Beginner's guide to yoga

Yoga can boost your immune system, lower your blood pressure, increase serotonin levels, release stress, and strengthen your body and mind.

If you plan on taking up yoga and reaping the innumerable health and well-being benefits, here are 10 tips to help you on your way.

1. Invest in a good-quality yoga mat

A mat is an essential piece of yoga equipment and will provide comfort and protection between you and the cold, hard floor. Plus, it will offer traction for your hands and feet so you don’t slip and slide as you heat up (especially important for Bikram and hot yoga).

Although most yoga studios offer mats for you to borrow, you may prefer to purchase your own for hygiene reasons and so you can practice in your own time and space. A thicker mat will generally provide greater comfort, whereas a thinner, lighter mat is easier to transport and store. Weigh up what’s most important to you and your needs.

2. Don’t wear light-coloured or poor-quality pants

Feel comfortable and confident by choosing yoga pants that won’t go see-through when stretched.

3. Wear light, absorbent and flexible clothes

Choose yoga clothes that will move with your body as you stretch through the poses and that are form-fitting to provide coverage when you’re stretching upside down and inside out. Also look for clothes that absorb moisture to keep you dry and comfortable, and are lightweight and breathable.

4. Don’t wear shoes or socks

Practice yoga barefoot to improve your grip and balance.

5. Invest in yoga accessories, like straps and blocks

Yoga straps and blocks are excellent yoga essentials for beginners as they help you achieve correct poses while you're working on your flexibility.

6. Don’t eat a big meal beforehand

In order for your body to bend, twist and turn freely, your stomach can’t be digesting something heavy.
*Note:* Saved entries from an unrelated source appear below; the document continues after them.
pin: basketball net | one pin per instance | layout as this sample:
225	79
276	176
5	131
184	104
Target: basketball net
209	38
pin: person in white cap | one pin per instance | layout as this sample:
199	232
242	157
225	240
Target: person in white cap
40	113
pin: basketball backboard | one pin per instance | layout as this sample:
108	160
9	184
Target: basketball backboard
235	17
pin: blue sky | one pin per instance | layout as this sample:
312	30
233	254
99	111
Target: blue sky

Similarly, try not to drink too much water during the class unless you really need to. Try munching on a protein bar if you're really hungry.

7. Arrive to your yoga class early, or at least on time

Arriving early gives you time to mentally switch off from the daily grind and focus on the 'now'. It gives you time to organise your mat, towel, drink bottle and accessories and, especially if you’re new, it gives you time to introduce yourself to the teacher and mention any injuries or medical conditions.

8. Don’t be competitive

Forget about the other students in the room, focus on your own practice and try to become unattached to results. We all have different bodies and physical strengths and weaknesses and some people will be naturally better at certain poses than others. Yoga is not about being the best in the room.

9. Be patient

Don’t force your body into a pose. Just do your best without straining or injuring yourself.

10. Don’t leave early

The yoga nidra, the deep relaxation at the end of the class, is an integral part of yoga practice that helps cool and calm the mind and body. It may not be pushing your body physically, but it will be working wonders with your mind.